# 3. Time series Analysis


## Contents
    1. Introduction
    2. Numpy
        1. Arange
        2. Zeroes
        3. One's
        4. Linspace
        5. Identity Matrix
        6. Random Data
            1. Uniform Distribution
    3. Time Series with Pandas
        1. DateTime Index


## Introduction

Some of the things that will be covered in the notes:

 - Understand how to use Python to work with Time Series Data
    - will use Pandas and Stats Models to create predictive models
 - Will also have some Numpy Basics
 - Look at the specific Time Series tools that is included with Pandas
 - Stats Models has a full Time Series sections
 - Will look at General Forecasting Models (Looking at ARIMA Models)
 - Look at Deep Learning and Prophet which is one of the latest methods for forecasting

## Numpy

For Majority of this section I will only be covering some useful methods that are included with Numpy and will assume that the users of these notes have knowledge of the creation and slicing of Numpy Array's


### Arange

This is a method that is useful to create a **Numpy Array** from a decided range of values.

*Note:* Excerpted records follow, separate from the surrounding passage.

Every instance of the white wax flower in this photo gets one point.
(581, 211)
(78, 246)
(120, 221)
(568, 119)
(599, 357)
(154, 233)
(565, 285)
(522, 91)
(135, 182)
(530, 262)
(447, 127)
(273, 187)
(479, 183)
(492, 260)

While this may seem very basic at this point in time, this can also be done with Datetime data in order to create date values for Index's or other variables.

Let's have a look at how it works:

In [None]:
import numpy as np

np.arange(0,10,2)

### Zeros:

We may get to a point that we want a set of numbers that are only zeros and this can be done using the following method:

Note that the passed value is the size of the final Array that we are creating.

In [None]:
np.zeros(5)

We can also create a turple of Zero's if this is required in our analysis:

In [None]:
np.zeros((4,10))


### One's:

Just like the method which created an array of Zero's we may need to have a situation where we require an array of all 1 values, this can be done with the ones method.

Just like the **Zeros** method the parssed value is the size of the Array:

In [None]:
np.ones(4)

### Linspace

We have seen that the **Arange** method will create an array with a starting point, ending point and increment but there are also cases where we want to have a equal spacing between the starting and ending point. This is where the **Linspace** method becomes useful.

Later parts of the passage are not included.